Although he was passed by Walmsley and lost ground on him immediately, Miller didn’t fade over the final quarter of the course this year. Instead, he kept charging and finished second in 19:58:58, successfully holding off Grangier, who was third in 20:10:52.
“It feels really good because like when he caught me going into Trient, I was like, ‘I’ve been here before,’” Miller said with a laugh. “In 2016, Ludovic Pommeret caught me going into Trient and blew my doors off, so I was like, “I don’t want to do that all over again.’ So it feels really good to get caught by Jim, who’s one of the best there is, but then give him my best fight—even though it was a pretty measly attempt—and then hang on to second place.”
Grangier led three more Frenchman to the finish: Blanchard, last year’s runner-up who was sixth at the Western States 100 in late June, finished fourth (20:54;25); 48-year-old Ludovic Pommeret was fifth (21:00:54); and Thibaut Garrivier (21:10:38) was sixth. The other top-finishing Americans in the men’s race were Tyler Green (seventh, 21:19:21) and Rod Farvard (seventeenth, 22:32:59).
Led by Walmsley and Courtney Dauwalter’s historic win, it was a huge weekend for U.S. runners. Combined with Katie Schide’s runner-up showing in the OCC 50K, third-place finishes in the women’s and men’s CCC 100K races by Helen Mino Fauker and Dakota Jones, respectively, plus several more top 10 performances, it was by far the best UTMB weekend for American runners ever.
When asked about what it’s like to become the first U.S. male runner to win UTMB, Walmsley went out of his way to acknowledge the success of American women at UTMB. During the first 19 years of the race U.S. women claimed eight titles, including two apiece by Krissy Moehl, Rory Bosio, and Courtney Dauwalter and singular wins from Nikki Kimball and Katie Schide, who won last year.
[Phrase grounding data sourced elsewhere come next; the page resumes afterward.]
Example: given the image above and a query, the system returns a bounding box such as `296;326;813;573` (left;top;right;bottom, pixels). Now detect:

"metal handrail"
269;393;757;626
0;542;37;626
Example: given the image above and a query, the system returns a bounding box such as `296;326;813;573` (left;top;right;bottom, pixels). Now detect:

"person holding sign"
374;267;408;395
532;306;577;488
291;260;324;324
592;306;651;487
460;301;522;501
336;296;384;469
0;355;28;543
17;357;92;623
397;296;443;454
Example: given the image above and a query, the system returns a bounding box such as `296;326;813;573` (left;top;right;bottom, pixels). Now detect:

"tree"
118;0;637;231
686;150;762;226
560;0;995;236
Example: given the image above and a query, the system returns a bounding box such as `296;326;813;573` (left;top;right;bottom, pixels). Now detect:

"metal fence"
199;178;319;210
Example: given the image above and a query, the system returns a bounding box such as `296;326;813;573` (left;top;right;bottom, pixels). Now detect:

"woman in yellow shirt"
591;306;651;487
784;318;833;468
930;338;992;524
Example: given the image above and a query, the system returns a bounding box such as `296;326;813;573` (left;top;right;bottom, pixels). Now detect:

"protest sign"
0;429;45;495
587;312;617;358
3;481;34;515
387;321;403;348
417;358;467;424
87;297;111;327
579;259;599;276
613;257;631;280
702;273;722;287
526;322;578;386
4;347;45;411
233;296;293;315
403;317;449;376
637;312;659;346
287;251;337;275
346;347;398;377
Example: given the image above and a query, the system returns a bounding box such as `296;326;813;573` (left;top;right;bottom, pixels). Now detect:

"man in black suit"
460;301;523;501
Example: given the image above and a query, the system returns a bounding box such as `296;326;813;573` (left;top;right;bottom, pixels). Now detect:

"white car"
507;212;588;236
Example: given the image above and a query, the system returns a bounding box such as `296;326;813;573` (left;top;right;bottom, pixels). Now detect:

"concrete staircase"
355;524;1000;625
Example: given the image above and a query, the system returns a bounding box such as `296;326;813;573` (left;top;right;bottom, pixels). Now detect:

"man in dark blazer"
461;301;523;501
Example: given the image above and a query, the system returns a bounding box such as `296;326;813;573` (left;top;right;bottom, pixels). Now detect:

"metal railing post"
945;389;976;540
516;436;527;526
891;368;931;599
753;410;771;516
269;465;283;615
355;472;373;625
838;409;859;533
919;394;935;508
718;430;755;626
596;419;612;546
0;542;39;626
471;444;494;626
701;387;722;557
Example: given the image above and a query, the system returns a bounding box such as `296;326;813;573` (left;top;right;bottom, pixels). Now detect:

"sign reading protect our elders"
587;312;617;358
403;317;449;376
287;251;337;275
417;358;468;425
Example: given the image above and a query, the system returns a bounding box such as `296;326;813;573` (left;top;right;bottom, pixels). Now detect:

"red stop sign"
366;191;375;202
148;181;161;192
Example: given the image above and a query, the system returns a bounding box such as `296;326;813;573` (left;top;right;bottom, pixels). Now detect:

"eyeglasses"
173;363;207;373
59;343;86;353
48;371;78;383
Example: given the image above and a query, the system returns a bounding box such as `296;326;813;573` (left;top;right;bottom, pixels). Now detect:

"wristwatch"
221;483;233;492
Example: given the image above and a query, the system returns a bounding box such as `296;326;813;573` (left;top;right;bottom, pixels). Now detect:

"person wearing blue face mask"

He said he was proud to follow their success and stand on their shoulders after all they had accomplished.
Many of the all-time great American men have run UMTB through the years—Topher Gaylord, Scott Jurek, Anton Krupicka, Geoff Roes, Timmy Olson, Hal Koerner, Tim Twietmeyer, Tim Tollefson, Mike Wolfe, and Mike Foote, among others—but have come up just short or spectacularly short in their quest to win the race.
Walmsley’s victory represents a new beginning. He’s the first, but he’s kicked opened the door for more to follow in his footsteps.
“Hopefully it’s the first of many,” Walmsley said. “But I’ll be back.”